Wyler zaczął mówić bardzo powoli:

— Zebraliśmy wszystko, co mamy do kupy i wydaje mi się, że to wystarczy. Będziemy mieli podróże z hiperwspomaganiem. Myślę, że polecimy na Sąsiednią Gwiazdę. Nie chciałbyś wziąć udziału w tej wyprawie?

— Po co miałbym brać w niej udział, Garand? Jeśli w ogóle dojdzie do tej podróży, w co wątpię.

— Jestem pewien, że dojdzie. Nie mogę zdradzić ci źródła, ale możesz wierzyć mi na słowo, naprawdę.

Oczywiście, że chciałbyś tam polecieć. Mógłbyś zobaczyć się z żoną, a jeśli nie z nią, to z dzieckiem.

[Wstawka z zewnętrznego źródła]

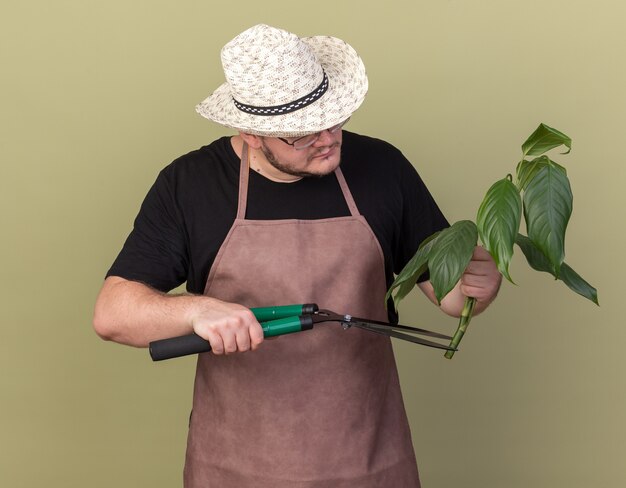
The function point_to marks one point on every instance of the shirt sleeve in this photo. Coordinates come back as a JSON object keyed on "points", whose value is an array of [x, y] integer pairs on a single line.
{"points": [[155, 252]]}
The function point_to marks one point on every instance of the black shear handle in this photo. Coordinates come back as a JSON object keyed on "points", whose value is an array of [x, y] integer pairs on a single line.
{"points": [[175, 347]]}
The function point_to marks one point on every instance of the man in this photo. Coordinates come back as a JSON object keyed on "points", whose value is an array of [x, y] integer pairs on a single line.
{"points": [[269, 217]]}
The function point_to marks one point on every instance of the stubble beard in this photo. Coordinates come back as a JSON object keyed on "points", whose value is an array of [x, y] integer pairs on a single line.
{"points": [[273, 160]]}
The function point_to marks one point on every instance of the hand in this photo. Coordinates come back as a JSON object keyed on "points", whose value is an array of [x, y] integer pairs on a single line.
{"points": [[228, 327], [481, 278]]}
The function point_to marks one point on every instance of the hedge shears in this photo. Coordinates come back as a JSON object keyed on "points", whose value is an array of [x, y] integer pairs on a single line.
{"points": [[287, 319]]}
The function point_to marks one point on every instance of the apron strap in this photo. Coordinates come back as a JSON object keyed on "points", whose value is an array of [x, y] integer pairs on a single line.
{"points": [[347, 194], [244, 171]]}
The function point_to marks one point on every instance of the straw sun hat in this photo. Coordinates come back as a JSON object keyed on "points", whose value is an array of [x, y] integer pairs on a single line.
{"points": [[278, 84]]}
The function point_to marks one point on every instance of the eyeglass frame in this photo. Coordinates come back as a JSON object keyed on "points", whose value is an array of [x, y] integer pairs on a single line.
{"points": [[316, 135]]}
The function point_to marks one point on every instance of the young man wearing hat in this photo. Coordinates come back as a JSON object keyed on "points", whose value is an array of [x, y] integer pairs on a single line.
{"points": [[270, 217]]}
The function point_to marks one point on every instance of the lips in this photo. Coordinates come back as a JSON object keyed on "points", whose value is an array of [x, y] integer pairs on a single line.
{"points": [[326, 153]]}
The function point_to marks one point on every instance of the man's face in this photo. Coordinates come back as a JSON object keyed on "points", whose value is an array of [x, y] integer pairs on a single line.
{"points": [[319, 159]]}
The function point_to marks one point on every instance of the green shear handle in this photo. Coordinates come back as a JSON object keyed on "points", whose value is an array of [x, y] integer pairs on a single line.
{"points": [[275, 321]]}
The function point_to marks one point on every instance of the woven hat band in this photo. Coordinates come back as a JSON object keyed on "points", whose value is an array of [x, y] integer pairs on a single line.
{"points": [[288, 107]]}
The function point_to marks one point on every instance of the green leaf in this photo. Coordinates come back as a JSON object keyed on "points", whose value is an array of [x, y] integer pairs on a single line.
{"points": [[526, 170], [451, 255], [535, 258], [547, 209], [417, 266], [498, 220], [540, 263], [543, 139]]}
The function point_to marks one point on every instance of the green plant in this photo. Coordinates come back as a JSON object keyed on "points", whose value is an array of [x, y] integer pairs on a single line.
{"points": [[542, 193]]}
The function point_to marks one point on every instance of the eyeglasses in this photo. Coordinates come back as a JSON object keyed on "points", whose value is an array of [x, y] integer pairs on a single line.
{"points": [[310, 139]]}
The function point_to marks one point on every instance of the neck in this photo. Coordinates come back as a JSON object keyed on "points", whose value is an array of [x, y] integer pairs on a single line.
{"points": [[259, 163]]}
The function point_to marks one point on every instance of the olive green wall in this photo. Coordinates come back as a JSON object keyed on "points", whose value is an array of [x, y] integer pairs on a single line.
{"points": [[98, 96]]}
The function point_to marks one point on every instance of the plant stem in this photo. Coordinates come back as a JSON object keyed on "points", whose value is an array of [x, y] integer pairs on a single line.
{"points": [[464, 320]]}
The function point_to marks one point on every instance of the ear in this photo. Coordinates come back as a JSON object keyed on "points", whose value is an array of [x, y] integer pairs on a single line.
{"points": [[253, 141]]}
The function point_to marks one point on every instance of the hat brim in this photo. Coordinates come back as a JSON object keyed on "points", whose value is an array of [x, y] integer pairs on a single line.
{"points": [[346, 91]]}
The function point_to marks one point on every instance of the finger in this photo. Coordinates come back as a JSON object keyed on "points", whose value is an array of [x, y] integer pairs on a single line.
{"points": [[242, 339], [217, 344], [256, 335], [230, 341]]}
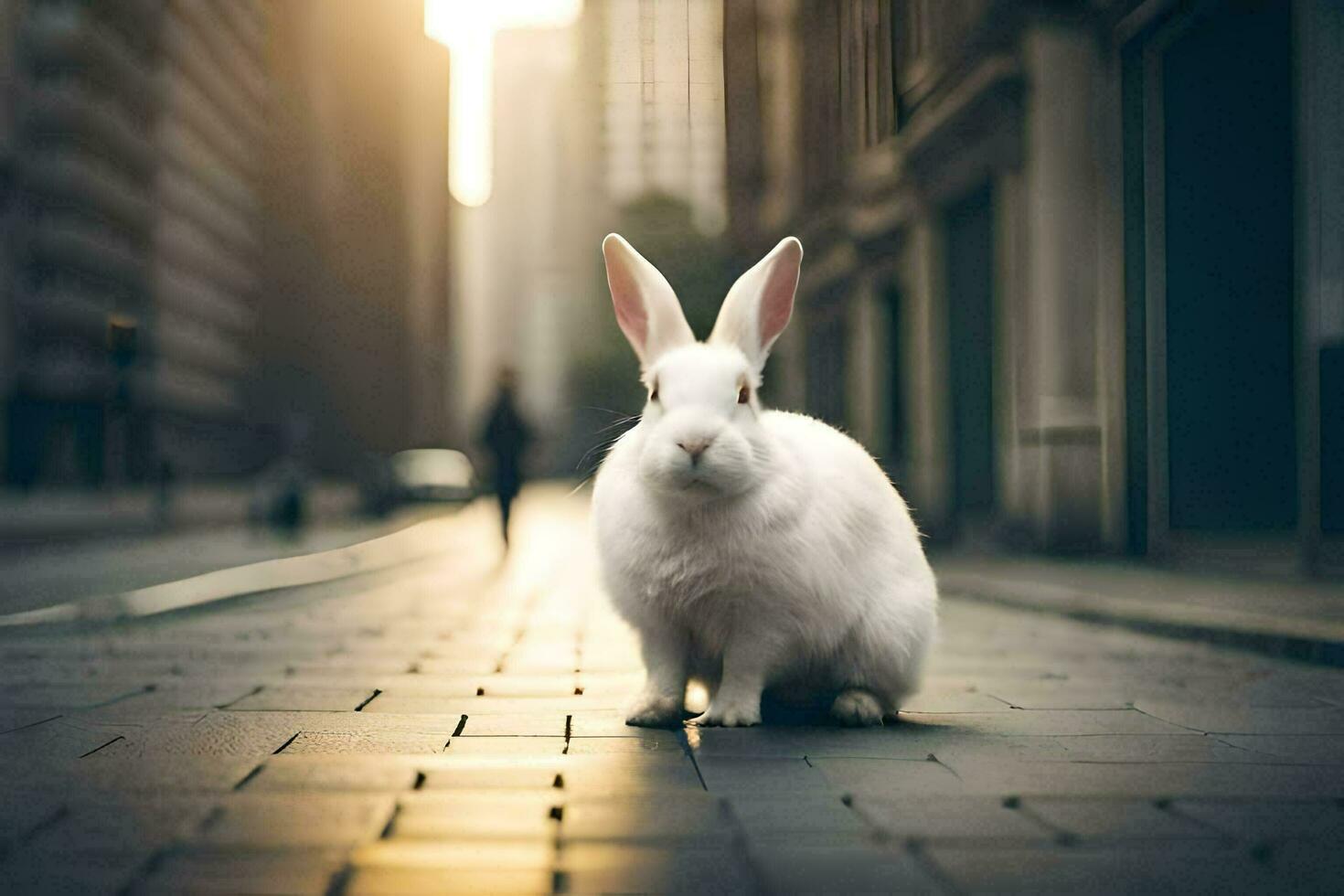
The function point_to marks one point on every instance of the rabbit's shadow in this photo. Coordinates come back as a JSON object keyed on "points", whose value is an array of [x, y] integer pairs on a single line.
{"points": [[775, 713]]}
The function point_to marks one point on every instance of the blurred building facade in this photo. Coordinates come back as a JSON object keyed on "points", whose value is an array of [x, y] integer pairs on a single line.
{"points": [[1074, 269], [218, 215], [613, 123]]}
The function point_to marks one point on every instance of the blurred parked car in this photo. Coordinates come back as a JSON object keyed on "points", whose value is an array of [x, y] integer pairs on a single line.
{"points": [[433, 475], [438, 475]]}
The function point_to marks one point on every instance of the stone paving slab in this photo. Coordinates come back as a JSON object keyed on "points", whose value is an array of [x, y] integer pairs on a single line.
{"points": [[456, 727]]}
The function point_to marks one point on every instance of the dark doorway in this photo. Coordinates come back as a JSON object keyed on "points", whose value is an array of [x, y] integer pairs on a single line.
{"points": [[827, 347], [895, 387], [971, 262], [1229, 248]]}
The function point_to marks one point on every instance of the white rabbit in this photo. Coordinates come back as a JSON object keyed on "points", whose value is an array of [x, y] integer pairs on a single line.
{"points": [[752, 549]]}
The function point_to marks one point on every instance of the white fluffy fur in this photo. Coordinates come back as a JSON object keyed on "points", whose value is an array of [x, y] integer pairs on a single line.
{"points": [[781, 558]]}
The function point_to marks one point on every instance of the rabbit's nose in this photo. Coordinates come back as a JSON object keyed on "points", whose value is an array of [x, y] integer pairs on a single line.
{"points": [[695, 448]]}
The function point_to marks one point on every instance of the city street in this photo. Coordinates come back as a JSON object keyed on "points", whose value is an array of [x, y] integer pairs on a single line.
{"points": [[452, 724]]}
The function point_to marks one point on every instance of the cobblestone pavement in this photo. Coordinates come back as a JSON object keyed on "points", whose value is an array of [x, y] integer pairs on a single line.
{"points": [[451, 726]]}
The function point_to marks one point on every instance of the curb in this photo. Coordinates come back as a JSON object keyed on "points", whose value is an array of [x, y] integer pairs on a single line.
{"points": [[413, 543], [1269, 635]]}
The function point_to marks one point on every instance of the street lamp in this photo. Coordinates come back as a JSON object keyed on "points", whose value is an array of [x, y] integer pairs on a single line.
{"points": [[468, 28]]}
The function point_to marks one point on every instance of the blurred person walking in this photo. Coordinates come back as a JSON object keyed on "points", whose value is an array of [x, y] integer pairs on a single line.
{"points": [[506, 437]]}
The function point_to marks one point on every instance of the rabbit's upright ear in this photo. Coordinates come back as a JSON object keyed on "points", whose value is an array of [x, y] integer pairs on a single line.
{"points": [[760, 304], [645, 305]]}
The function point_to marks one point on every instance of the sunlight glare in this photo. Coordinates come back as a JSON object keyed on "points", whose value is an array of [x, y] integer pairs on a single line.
{"points": [[468, 30]]}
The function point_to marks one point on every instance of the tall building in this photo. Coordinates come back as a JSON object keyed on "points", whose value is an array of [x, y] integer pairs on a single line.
{"points": [[1072, 268], [222, 220], [354, 326], [663, 103]]}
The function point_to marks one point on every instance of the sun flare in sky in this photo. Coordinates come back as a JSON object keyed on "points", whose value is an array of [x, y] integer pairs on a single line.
{"points": [[468, 28]]}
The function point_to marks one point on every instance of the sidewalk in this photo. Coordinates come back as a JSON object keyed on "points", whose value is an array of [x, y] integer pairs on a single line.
{"points": [[452, 724], [59, 515], [1300, 620]]}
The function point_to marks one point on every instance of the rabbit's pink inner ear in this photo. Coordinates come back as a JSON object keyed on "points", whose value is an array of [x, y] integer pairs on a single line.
{"points": [[631, 314], [777, 295]]}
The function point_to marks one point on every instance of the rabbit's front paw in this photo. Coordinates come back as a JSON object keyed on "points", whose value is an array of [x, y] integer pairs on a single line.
{"points": [[731, 715], [655, 710], [857, 709]]}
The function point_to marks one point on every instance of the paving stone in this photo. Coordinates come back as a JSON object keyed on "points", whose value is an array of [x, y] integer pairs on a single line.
{"points": [[71, 696], [400, 881], [507, 746], [677, 816], [1250, 720], [1051, 869], [165, 774], [1103, 819], [457, 815], [411, 703], [889, 778], [952, 700], [1051, 721], [634, 812], [304, 699], [1308, 867], [326, 773], [734, 775], [809, 868], [369, 741], [122, 824], [1192, 747], [615, 774], [63, 870], [468, 855], [243, 872], [271, 819], [1146, 779], [500, 724], [1327, 750], [16, 718], [605, 868], [923, 818], [603, 746], [611, 723], [474, 773], [22, 812], [1263, 819], [772, 816], [59, 738]]}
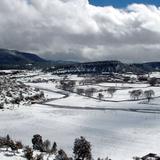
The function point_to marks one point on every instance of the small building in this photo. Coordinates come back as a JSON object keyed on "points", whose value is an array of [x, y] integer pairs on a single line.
{"points": [[151, 156]]}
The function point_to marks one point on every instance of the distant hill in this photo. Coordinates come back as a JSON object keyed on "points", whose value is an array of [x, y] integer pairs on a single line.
{"points": [[105, 67], [16, 57]]}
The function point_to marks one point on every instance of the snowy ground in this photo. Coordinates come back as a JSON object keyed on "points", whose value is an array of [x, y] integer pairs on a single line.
{"points": [[118, 130]]}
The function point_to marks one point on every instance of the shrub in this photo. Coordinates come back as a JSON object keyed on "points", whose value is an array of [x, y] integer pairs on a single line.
{"points": [[28, 153], [82, 149]]}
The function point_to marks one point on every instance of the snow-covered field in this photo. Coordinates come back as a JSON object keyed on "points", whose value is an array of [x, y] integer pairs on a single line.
{"points": [[119, 130]]}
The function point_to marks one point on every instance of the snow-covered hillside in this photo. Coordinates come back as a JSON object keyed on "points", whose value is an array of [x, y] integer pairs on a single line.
{"points": [[119, 130]]}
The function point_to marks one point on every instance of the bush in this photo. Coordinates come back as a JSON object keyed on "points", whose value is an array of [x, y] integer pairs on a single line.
{"points": [[82, 149], [61, 155], [38, 143], [153, 81], [28, 153]]}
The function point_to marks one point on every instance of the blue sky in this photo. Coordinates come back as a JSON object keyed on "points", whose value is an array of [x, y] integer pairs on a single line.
{"points": [[122, 3]]}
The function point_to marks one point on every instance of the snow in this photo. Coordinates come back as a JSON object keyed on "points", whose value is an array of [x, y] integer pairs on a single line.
{"points": [[119, 130]]}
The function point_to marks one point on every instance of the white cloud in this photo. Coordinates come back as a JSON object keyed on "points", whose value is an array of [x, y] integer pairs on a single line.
{"points": [[76, 30]]}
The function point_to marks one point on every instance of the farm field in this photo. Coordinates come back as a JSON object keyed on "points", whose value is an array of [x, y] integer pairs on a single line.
{"points": [[119, 130]]}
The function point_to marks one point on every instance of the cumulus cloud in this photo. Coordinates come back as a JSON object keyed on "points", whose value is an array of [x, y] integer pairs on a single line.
{"points": [[76, 30]]}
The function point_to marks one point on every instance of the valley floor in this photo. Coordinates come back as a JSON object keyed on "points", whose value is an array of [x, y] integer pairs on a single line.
{"points": [[119, 130]]}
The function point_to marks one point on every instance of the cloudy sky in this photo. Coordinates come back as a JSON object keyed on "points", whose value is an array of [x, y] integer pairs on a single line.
{"points": [[80, 30]]}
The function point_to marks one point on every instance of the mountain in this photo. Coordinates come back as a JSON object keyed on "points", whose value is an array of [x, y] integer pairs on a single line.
{"points": [[13, 57], [105, 67]]}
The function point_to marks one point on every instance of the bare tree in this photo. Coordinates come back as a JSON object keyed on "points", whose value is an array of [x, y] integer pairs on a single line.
{"points": [[153, 81], [82, 149], [149, 94], [80, 91], [135, 94], [111, 91], [100, 96]]}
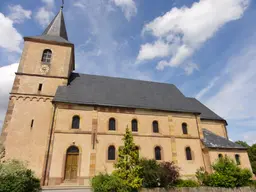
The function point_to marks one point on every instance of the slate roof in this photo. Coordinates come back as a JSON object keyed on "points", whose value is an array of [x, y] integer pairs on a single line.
{"points": [[214, 141], [121, 92], [56, 30], [206, 113]]}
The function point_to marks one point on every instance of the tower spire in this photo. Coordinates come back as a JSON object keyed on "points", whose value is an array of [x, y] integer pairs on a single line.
{"points": [[56, 30], [62, 6], [57, 27]]}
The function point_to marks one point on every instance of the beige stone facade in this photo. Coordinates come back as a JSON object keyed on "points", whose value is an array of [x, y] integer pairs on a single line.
{"points": [[39, 131]]}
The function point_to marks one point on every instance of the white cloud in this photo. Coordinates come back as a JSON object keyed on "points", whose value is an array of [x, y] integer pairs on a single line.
{"points": [[190, 68], [10, 38], [207, 88], [18, 14], [7, 74], [49, 3], [45, 13], [128, 7], [235, 100], [151, 51], [186, 29]]}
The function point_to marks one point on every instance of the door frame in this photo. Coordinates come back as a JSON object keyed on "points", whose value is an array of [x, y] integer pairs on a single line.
{"points": [[78, 164]]}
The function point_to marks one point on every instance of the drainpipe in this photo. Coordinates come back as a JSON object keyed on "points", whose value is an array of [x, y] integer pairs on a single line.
{"points": [[49, 146], [200, 142]]}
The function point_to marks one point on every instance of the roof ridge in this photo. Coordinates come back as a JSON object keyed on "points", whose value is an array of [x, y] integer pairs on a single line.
{"points": [[125, 78]]}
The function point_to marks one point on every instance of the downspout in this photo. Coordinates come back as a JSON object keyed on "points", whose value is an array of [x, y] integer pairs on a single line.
{"points": [[200, 143], [49, 146]]}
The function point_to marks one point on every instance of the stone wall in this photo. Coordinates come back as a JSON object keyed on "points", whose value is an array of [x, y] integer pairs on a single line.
{"points": [[201, 189]]}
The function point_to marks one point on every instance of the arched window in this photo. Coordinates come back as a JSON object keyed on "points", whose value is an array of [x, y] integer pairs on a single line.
{"points": [[158, 153], [112, 124], [237, 159], [47, 56], [72, 149], [185, 128], [134, 125], [188, 153], [71, 167], [155, 127], [111, 152], [76, 122]]}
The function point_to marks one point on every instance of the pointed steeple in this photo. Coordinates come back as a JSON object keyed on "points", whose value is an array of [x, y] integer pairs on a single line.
{"points": [[57, 27], [56, 30]]}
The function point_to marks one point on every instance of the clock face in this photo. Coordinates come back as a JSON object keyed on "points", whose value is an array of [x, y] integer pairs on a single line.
{"points": [[44, 69]]}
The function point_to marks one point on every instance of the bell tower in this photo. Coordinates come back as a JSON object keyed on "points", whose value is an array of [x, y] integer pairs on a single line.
{"points": [[47, 60], [46, 63]]}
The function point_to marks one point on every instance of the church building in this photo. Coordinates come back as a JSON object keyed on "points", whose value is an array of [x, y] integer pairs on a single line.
{"points": [[68, 126]]}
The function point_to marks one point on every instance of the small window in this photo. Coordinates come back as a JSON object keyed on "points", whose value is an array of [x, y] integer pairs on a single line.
{"points": [[185, 128], [76, 122], [155, 127], [47, 56], [72, 150], [112, 124], [111, 153], [158, 153], [188, 154], [32, 123], [238, 162], [134, 125], [40, 87]]}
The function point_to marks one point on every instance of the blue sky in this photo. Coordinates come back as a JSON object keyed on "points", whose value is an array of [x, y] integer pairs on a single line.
{"points": [[207, 48]]}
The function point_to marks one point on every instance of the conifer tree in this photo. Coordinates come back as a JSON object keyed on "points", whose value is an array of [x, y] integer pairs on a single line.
{"points": [[127, 166]]}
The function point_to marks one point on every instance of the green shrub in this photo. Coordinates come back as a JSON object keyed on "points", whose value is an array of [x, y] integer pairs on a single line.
{"points": [[169, 174], [15, 177], [150, 173], [108, 183], [253, 184], [127, 165], [156, 174], [201, 176], [226, 174], [186, 183]]}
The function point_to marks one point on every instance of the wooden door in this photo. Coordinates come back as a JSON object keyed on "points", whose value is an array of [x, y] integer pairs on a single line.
{"points": [[71, 166]]}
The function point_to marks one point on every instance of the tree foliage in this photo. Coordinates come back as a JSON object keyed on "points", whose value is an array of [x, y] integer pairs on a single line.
{"points": [[186, 183], [15, 177], [2, 150], [127, 166], [226, 174]]}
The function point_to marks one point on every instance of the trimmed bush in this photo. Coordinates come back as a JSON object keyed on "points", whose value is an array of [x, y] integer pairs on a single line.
{"points": [[186, 183], [156, 174], [15, 177], [108, 183], [150, 173], [169, 174]]}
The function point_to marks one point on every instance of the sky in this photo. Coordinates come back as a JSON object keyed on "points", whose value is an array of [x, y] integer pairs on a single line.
{"points": [[207, 48]]}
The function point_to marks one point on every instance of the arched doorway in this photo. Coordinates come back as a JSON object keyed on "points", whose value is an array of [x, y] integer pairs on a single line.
{"points": [[71, 166]]}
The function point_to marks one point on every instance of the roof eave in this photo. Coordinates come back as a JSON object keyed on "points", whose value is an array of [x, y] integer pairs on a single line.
{"points": [[48, 41], [122, 106]]}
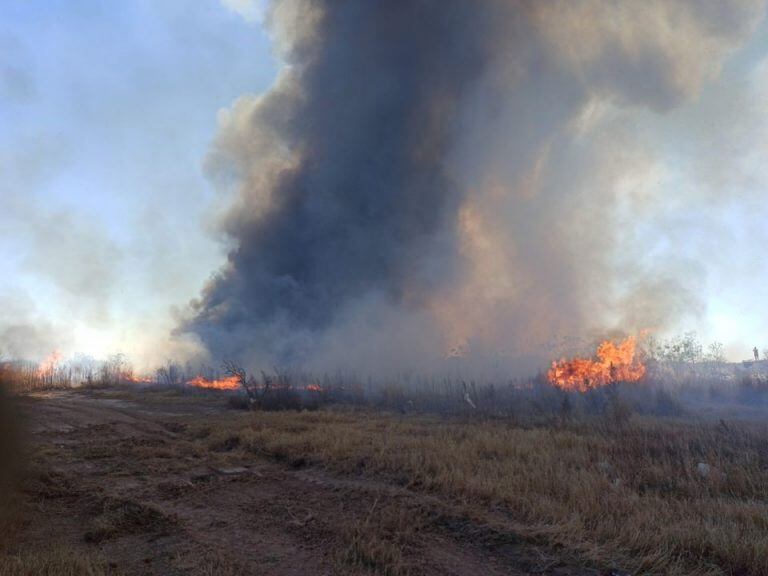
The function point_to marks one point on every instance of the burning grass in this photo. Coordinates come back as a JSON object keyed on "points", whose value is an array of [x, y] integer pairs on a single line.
{"points": [[653, 497]]}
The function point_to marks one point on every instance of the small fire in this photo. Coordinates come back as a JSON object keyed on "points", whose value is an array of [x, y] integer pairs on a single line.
{"points": [[226, 383], [48, 366], [615, 363], [139, 379]]}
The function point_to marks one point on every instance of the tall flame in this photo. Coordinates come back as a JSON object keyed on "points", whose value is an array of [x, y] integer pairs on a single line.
{"points": [[614, 363]]}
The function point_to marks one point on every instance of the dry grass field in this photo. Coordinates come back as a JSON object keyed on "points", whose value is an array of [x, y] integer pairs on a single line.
{"points": [[161, 482]]}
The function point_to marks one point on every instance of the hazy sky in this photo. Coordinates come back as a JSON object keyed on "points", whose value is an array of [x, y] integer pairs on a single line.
{"points": [[108, 110]]}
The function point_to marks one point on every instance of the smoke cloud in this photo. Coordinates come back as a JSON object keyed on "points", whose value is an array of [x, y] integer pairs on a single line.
{"points": [[448, 175]]}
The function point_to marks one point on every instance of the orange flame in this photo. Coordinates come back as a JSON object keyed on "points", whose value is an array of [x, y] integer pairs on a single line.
{"points": [[139, 379], [615, 363], [48, 366], [226, 383]]}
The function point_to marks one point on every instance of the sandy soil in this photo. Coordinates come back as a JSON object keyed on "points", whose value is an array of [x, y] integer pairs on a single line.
{"points": [[124, 477]]}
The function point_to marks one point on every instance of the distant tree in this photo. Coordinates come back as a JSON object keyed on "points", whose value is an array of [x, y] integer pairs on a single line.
{"points": [[716, 353]]}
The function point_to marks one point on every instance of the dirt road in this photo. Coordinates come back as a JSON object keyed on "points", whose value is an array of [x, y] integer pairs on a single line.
{"points": [[132, 480]]}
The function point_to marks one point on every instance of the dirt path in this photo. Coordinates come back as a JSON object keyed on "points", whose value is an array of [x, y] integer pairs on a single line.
{"points": [[128, 479]]}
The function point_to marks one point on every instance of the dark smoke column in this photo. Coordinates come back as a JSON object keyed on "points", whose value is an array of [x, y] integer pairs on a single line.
{"points": [[369, 118]]}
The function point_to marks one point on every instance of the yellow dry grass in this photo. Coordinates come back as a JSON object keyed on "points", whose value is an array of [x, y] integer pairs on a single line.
{"points": [[632, 496]]}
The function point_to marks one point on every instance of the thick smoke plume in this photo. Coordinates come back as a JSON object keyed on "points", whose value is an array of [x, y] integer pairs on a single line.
{"points": [[441, 174]]}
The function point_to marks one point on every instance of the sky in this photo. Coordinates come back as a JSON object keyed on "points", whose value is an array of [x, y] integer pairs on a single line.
{"points": [[110, 206], [107, 112]]}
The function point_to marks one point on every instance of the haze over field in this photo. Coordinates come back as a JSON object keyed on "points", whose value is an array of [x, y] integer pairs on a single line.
{"points": [[362, 185]]}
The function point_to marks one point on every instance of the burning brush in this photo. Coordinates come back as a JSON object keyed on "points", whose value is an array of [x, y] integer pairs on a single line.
{"points": [[613, 363]]}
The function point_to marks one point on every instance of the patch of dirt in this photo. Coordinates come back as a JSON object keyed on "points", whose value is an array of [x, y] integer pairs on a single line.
{"points": [[125, 478]]}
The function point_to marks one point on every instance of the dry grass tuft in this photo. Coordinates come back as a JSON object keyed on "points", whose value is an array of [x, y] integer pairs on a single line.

Fisher poruszył się niespokojnie. Wydawało mu się, że połowę swojego życia spędził na próbach zapomnienia o tych oczach. Martena ma teraz sześć lat, mówi cichym, stanowczym głosem — jak Rosanna. Widzi poprzez ludzi — jak Rosanna.

— Mówisz bzdury, Garand — powiedział. — Nawet gdyby doszło do takiego lotu, dlaczego mieliby mnie zabrać? Wzięliby specjalistów z tej czy innej dziedziny. Poza tym Stary dopilnuje, żebym nie znalazł się w pobliżu. Pozwolił mi wrócić do Biura i przydzielił mi nawet zadania, ale nie zapomina o niepowodzeniach, a ja zawiodłem go na Rotorze.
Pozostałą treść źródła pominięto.